Hainan The Island Where Chinese Tourists Flee to Escape the Smog

Most people hit the beach to relax and soak up the sun. Hainan offers an added attraction: the cleanest air in all of China. Folks like it so much that one startup claims to have sold 500,000 bottles of the stuff in smog-shrouded cities like Beijing and Shanghai.

The enormous tropical island is China’s most popular vacation destination among Chinese looking to get away. It drew some 16 million visitors last year, many of them middle- and upper-class city dwellers seeking relief from the country’s notoriously foul air.

“In Beijing I couldn’t see the sun behind the gray smog, but on Hainan the sky was blue,” says Norwegian photographer Cicilie Andersen, who documented the island for Escape the Smog.

Andersen learned about the island while planning a two-month trip to China early last year. She hoped to make time for a visit, but after a few days in Beijing and Harbin, made it a priority. “I felt like I couldn’t breathe. I even slept with the masks at night,” she says. Andersen made the six-hour flight south.
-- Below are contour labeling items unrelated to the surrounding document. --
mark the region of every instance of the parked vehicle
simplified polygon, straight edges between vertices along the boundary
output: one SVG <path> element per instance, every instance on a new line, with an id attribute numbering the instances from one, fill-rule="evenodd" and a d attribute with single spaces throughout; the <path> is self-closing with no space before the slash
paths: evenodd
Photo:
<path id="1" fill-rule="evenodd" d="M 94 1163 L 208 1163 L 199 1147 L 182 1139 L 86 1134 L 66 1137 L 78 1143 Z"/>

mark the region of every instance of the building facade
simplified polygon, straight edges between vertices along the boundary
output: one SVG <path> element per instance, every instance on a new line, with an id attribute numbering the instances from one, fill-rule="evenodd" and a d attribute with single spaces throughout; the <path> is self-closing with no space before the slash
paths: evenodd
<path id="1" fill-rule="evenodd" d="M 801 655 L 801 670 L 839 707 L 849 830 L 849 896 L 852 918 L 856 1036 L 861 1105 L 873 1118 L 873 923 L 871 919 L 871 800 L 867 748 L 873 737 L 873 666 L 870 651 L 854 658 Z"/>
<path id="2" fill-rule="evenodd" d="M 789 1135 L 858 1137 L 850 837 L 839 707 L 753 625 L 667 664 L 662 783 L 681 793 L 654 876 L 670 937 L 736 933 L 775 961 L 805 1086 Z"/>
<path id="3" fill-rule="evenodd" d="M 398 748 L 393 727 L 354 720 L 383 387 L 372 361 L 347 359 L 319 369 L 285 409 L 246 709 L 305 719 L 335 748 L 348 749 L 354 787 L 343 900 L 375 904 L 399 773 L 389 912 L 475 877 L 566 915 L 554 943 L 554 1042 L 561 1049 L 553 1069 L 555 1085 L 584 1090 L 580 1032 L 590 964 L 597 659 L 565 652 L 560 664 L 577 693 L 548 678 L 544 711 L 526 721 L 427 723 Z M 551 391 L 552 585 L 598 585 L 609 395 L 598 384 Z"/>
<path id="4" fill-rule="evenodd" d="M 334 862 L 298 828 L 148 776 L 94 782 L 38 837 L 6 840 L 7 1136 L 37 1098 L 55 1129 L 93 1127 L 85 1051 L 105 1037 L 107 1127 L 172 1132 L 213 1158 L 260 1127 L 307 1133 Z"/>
She spent three weeks on the island, mostly in its biggest city, Haikou. She also visited Sanya, a resort city on the southern end of the island popular with the wealthy. Of all the things she saw, Andersen most enjoyed the whistle-stop bus tour she took with 25 middle-aged tourists to the island’s must-see spots.

Every few hours the driver turned everyone loose on an attraction, where they all dutifully snapped selfies and bought duty-free souvenirs. The most unusual stops included a taxidermy fish museum peddling Omega-3 supplements, a mattress factory hawking pillows, and Luhuitou Park, a hotspot for wedding photos. Hundreds of primping brides dotted the coastline, flanked by bridesmaids, grooms, makeup artists, and photographers. “Couples were running around everywhere, having the most intimate moments of love, surrounded by hundreds of people doing the exact same thing, and trying to have their photographers frame them alone,” she says.

Andersen captures the absurdity of it all with her camera. The bright, quirky photos look like vacation snapshots from a place where the sun is bright, the water is blue, and, above all, the air is clear.